Intermediate 9 min read

What you'll learn

✓What voluntary vs involuntary disruption means
✓How PDBs interact with kubectl drain and cluster autoscaler
✓How to size minAvailable vs maxUnavailable
✓When a PDB can deadlock a node drain

Prerequisites

•Familiarity with Deployments and replicas

What and Why

Nodes get drained for upgrades, autoscaling, and spot reclamation. Without a guardrail, the eviction API would happily kill every replica of your service at once if they all landed on the same node group. A PodDisruptionBudget (PDB) tells the eviction API how many pods of a given selector are allowed to be unavailable at the same time during a voluntary disruption.

PDBs only protect against voluntary disruptions: drains, autoscaler evictions, and any client of the eviction API. They do nothing for involuntary events like a kernel panic, an instance being yanked away, or a pod OOM-kill. For those you need replica counts and topology spread.

Mental Model

A PDB is a contract: at least minAvailable pods must stay Ready, or no more than maxUnavailable may be unavailable. The eviction API checks the budget before allowing each call. If allowing the eviction would breach the budget, the call returns 429 and the drainer retries with backoff.
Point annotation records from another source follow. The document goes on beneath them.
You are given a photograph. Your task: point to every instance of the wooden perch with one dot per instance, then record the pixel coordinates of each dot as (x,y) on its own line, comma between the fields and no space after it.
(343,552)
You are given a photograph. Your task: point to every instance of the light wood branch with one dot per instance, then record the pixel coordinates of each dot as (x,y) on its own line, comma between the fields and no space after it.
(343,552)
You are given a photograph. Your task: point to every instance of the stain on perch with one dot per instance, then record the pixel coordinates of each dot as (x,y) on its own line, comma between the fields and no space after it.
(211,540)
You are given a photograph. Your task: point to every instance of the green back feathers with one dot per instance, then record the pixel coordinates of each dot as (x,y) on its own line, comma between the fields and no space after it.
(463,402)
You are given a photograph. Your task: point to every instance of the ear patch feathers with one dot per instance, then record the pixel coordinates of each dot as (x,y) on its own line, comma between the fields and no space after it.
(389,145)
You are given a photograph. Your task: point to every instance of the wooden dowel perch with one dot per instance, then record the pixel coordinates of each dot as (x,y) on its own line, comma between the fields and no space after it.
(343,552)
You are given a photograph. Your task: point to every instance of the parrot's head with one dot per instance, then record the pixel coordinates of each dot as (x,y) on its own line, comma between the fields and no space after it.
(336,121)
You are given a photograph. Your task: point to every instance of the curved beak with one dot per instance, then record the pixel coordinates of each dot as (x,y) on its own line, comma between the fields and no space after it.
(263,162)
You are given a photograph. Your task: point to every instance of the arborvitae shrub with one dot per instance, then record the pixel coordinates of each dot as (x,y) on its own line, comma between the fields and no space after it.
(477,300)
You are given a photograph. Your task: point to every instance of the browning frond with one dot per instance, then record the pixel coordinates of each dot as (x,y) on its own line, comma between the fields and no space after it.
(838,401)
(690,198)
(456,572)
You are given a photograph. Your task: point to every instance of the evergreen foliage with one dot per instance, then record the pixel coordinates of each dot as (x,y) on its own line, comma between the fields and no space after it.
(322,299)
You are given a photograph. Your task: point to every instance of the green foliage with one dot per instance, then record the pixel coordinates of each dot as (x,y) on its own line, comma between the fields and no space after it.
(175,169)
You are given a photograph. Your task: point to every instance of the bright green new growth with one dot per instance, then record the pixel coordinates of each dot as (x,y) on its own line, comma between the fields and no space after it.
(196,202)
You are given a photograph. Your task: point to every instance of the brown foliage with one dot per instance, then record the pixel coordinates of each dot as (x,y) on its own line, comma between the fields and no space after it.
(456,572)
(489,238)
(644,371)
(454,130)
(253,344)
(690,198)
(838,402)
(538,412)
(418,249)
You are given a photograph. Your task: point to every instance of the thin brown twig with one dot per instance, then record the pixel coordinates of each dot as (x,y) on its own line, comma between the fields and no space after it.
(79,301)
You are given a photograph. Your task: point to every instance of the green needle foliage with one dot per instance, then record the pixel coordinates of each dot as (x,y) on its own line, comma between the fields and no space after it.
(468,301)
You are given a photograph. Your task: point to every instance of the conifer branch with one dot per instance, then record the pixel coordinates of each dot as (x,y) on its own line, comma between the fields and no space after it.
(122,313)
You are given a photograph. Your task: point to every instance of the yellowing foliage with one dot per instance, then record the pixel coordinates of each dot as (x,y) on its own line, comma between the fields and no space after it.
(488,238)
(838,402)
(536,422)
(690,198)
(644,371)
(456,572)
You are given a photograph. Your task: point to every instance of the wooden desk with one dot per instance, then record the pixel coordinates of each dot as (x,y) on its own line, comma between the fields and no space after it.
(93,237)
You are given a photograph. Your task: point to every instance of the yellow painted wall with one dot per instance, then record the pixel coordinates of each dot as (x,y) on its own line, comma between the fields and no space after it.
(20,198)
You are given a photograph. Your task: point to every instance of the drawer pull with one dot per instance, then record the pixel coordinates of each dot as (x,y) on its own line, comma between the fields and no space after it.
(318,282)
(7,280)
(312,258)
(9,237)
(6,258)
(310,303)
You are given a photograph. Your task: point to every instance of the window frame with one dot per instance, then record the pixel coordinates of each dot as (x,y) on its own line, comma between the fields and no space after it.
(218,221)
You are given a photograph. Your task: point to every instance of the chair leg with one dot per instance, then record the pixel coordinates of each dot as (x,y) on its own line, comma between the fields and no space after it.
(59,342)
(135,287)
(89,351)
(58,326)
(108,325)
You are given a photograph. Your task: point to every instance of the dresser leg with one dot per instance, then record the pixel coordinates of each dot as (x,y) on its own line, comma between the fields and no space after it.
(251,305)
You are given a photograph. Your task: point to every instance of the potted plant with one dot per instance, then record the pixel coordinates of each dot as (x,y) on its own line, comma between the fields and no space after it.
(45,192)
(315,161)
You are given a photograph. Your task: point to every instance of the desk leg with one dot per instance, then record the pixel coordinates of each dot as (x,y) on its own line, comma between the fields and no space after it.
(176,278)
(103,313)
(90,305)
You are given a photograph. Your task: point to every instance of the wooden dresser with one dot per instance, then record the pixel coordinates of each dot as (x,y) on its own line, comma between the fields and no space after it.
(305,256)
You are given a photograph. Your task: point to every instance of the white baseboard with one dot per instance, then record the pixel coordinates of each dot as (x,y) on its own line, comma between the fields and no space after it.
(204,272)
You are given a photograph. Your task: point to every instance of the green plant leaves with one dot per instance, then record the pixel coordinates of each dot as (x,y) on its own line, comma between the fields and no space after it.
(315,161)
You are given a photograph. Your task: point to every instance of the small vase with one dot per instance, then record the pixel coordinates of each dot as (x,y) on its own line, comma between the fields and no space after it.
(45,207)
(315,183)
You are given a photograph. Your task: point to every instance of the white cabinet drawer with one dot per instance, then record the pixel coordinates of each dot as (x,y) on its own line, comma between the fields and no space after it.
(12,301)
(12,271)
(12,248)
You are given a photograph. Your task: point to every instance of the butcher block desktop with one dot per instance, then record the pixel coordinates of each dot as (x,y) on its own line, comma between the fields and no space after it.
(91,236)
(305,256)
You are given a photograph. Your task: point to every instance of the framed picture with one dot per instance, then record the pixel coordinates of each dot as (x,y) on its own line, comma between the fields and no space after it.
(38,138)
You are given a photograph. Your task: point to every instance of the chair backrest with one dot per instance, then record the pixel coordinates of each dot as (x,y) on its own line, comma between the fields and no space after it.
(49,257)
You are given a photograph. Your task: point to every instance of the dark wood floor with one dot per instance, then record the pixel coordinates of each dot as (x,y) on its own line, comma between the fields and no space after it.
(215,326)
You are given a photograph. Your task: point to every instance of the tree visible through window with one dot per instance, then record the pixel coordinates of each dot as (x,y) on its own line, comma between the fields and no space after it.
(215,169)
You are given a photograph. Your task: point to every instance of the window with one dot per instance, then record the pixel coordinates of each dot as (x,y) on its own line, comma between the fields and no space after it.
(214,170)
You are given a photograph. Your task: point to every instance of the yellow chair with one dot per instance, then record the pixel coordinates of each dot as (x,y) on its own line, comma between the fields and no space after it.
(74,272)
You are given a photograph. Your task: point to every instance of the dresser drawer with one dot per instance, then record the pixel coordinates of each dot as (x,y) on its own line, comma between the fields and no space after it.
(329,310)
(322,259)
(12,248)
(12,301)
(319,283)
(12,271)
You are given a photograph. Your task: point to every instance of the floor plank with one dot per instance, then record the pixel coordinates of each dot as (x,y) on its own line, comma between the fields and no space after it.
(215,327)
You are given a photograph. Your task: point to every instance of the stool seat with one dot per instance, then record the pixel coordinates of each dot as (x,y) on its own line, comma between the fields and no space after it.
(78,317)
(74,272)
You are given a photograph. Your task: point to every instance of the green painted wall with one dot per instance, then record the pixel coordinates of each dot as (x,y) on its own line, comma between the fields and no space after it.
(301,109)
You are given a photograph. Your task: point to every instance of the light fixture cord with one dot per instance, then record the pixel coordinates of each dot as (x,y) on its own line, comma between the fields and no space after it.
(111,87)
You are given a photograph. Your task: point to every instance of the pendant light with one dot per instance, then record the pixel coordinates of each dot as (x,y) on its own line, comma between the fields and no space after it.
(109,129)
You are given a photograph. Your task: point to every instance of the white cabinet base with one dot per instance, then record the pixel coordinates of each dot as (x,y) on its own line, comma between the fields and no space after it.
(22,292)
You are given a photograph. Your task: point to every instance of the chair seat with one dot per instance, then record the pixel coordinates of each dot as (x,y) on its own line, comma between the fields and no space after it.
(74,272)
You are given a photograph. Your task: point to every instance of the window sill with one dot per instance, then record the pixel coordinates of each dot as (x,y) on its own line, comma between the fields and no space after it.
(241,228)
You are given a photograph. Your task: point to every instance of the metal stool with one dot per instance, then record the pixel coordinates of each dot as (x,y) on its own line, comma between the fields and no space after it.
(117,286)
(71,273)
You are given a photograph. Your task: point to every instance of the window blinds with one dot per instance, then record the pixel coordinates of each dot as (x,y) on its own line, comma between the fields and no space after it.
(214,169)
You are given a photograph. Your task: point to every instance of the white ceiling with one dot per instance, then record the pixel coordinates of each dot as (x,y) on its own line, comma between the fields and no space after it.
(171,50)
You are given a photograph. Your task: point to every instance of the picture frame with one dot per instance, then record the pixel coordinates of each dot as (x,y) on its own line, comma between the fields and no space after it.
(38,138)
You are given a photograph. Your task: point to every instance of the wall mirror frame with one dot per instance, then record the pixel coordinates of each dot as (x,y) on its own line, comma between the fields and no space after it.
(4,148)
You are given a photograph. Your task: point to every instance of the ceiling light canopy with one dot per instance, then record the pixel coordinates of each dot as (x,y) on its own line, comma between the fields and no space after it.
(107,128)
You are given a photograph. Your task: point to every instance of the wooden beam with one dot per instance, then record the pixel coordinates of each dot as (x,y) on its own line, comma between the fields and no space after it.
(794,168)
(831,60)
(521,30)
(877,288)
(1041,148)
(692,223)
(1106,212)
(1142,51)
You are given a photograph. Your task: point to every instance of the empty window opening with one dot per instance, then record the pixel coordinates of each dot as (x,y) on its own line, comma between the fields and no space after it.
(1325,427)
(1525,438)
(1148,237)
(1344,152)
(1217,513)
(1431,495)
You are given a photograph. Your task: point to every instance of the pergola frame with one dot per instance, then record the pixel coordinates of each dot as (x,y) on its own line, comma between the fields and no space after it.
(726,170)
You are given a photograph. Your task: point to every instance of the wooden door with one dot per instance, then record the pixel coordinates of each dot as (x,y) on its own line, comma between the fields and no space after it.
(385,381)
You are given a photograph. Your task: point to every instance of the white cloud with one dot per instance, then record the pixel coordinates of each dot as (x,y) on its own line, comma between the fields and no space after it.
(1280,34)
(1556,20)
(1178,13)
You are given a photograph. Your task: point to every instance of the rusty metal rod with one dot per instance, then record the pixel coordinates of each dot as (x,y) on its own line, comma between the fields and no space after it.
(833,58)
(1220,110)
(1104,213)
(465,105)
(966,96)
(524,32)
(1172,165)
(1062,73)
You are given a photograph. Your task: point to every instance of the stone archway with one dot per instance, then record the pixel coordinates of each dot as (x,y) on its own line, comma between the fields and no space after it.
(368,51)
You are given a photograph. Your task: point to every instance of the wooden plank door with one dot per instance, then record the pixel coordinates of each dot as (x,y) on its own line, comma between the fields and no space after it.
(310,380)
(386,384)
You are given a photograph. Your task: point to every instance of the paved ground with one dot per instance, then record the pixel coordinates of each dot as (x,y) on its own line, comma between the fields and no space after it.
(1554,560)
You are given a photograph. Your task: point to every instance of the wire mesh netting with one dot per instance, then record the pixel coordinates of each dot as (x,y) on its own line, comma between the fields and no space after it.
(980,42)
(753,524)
Pick exactly one of minAvailable or maxUnavailable. They can be absolute integers or percentages of the selected pods.

Hands-on Example

A web service with three replicas that must keep at least two serving traffic:

apiVersion: apps/v1
kind: Deployment
metadata:
  name: web
spec:
  replicas: 3
  selector:
    matchLabels: { app: web }
  template:
    metadata:
      labels: { app: web }
    spec:
      containers:
        - name: web
          image: example/web:1.0
          ports: [{ containerPort: 8080 }]
---
apiVersion: policy/v1
kind: PodDisruptionBudget
metadata:
  name: web-pdb
spec:
  minAvailable: 2
  selector:
    matchLabels: { app: web }

Now drain a node that hosts two of the three pods:

kubectl drain node-3 --ignore-daemonsets --delete-emptydir-data

Initial: web-a (node-1), web-b (node-3), web-c (node-3)
PDB: minAvailable=2  -> 1 pod may be unavailable

drain node-3:
evict web-b -> allowed (2 of 3 still up)
evict web-c -> DENIED (would leave only 1 up)
...
web-b reschedules on node-2 and becomes Ready
evict web-c -> allowed
drain completes

Eviction blocked until rescheduling restores budget

Common Pitfalls

minAvailable: 100% on a single-replica Deployment is a guaranteed deadlock. The eviction API can never satisfy “all pods stay Ready” while evicting one of them. Drain will retry forever or time out. Always scale to at least two replicas before setting strict PDBs.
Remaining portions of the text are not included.